Still here? Good. Those who’ve seen “Knock at the Cabin” know just how apocalyptic things get as the story progresses. Though initially skeptical of Dave Bautista’s Leonard and his very motivated home-invading compatriots who believe the end of the world is coming, the tightknit family of Eric (Jonathan Groff), Andrew (Ben Aldridge), and their adopted daughter Wen (Kristen Cui) must come to terms with the evidence right before their eyes. Forced to either kill one of their own to save the day or watch helplessly as the four strangers murder one of themselves in a ritual sacrifice to unleash biblical plagues, the consequences are as all-consuming as it gets.
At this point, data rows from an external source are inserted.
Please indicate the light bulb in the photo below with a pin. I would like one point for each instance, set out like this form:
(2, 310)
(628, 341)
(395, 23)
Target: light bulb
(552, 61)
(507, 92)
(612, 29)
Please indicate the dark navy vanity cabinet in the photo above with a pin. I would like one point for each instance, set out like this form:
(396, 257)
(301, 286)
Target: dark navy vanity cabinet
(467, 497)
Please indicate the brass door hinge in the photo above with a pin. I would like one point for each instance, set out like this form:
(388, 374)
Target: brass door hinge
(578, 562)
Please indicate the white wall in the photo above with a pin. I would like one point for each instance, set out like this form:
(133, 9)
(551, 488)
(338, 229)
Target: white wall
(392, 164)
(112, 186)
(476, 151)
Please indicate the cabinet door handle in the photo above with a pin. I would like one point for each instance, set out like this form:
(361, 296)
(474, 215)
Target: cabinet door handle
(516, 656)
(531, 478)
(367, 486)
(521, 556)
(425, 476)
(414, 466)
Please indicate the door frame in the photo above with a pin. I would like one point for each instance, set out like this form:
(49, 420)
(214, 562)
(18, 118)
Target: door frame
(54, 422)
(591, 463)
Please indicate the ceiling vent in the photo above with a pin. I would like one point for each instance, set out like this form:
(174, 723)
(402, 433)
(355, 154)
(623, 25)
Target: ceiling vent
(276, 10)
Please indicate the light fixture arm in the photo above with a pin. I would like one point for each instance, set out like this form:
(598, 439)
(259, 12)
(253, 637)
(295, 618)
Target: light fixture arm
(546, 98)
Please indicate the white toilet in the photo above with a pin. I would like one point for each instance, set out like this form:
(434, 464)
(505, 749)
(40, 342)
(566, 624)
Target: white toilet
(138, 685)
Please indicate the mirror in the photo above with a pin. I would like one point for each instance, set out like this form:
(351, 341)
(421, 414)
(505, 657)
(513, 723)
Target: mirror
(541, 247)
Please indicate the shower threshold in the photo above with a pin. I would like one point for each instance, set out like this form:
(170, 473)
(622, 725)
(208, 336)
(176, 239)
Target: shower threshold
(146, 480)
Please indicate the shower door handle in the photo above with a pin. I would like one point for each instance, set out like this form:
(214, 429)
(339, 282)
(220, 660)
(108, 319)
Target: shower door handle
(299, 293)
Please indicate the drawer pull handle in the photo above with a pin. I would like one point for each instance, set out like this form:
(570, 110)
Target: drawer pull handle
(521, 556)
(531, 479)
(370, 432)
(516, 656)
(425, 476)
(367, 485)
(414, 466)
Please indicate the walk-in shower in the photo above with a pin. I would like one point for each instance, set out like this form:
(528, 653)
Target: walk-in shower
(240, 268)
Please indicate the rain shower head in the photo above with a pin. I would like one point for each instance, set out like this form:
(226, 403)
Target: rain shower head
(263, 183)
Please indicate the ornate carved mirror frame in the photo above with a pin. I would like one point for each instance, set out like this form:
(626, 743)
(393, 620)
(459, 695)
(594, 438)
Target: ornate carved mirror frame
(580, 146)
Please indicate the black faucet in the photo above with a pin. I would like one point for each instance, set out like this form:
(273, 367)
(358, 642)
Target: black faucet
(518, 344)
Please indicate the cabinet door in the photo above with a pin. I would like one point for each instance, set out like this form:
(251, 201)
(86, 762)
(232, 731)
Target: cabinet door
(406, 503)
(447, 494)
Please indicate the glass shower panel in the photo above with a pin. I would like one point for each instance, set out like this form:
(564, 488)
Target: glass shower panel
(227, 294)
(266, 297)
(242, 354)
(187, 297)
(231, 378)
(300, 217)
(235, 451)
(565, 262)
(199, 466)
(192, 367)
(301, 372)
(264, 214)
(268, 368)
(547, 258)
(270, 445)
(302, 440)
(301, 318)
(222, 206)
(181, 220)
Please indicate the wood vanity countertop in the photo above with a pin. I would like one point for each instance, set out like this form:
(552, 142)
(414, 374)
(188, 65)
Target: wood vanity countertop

That’s exactly what composer Herdís Stefánsdóttir felt eager to dig into in a recent conversation with /Film’s Jack Giroux. When asked about how she went about composing doomsday for the film, Stefánsdóttir responded:
“Well, for this particular movie, I am going to the Book of Revelations. I was reading a lot about that. The angels, it’s the doomsday prophecy from the Old Testament. There were seven angels, and for each plague that was to be unleashed for humankind, an angel would blow [a horn]. I was referencing the biblical story in the score, but not until later, because we couldn’t give it up. For example, before they sacrifice [Rupert Grint’s character] Redmond, there’s a knocking sound, and I make it knock seven times. The numbers that I’m using, I’m really intentionally — nobody’s going to know that I’m referencing this prophecy from the Old Testament.”
Talk about a deep cut. As obvious as the biblical parallels may seem on-screen, it’s likely that viewers never would’ve guessed that even the tiniest details in the score were in reference to the same theme.